Creating materials in code
Creating a material in code requires little more than making a new instance of
CIwMaterial and using the available methods to set the color, textures, and
other settings. For example, to create a material that will render bright red,
semi-transparent polygons we could use the following code:
CIwMaterial* lpRedMaterial = new CIwMaterial;
lpRedMaterial->SetColAmbient(255, 0, 0, 128);
lpRedMaterial->SetAlphaMode(CIwMaterial::ALPHA_BLEND);
Note that Marmalade will raise an assert message if you try to create a local
CIwMaterial instance on the program stack. This happens because rendering
does not happen the moment you make a drawing function call, so by the time
rendering does occur, the material data will likely have been trashed by other
functions reusing the same area of stack space.
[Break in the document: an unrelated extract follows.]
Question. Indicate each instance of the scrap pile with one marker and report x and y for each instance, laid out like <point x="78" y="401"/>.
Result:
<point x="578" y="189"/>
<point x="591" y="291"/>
Creating materials using an MTL file
While creating materials in code is simple enough, there is an easier way, especially
when it comes to specifying materials with textures. This involves yet another use of
our friend, the ITX file.
A material file has the extension .mtl and again uses the same formatting rules as
an ITX file. We can create any number of CIwMaterial instances in an MTL file and
initialize them with the required colors, textures, and other settings.
As a bonus, any texture we refer to in the MTL file will also be loaded automatically,
meaning we don't have to list it separately in a GROUP file. In order for this to work,
all the source image files must reside in a subdirectory named textures , which is
located in the same directory as the MTL file, or alternatively they must already have
been loaded into memory either from another GROUP file or in the same GROUP file
prior to referencing the MTL file.
Marmalade natively supports the PNG, TGA, GIF, and BMP image
file formats. If you want to load any other type of bitmap, you will
need to provide your own custom resource handler to do so.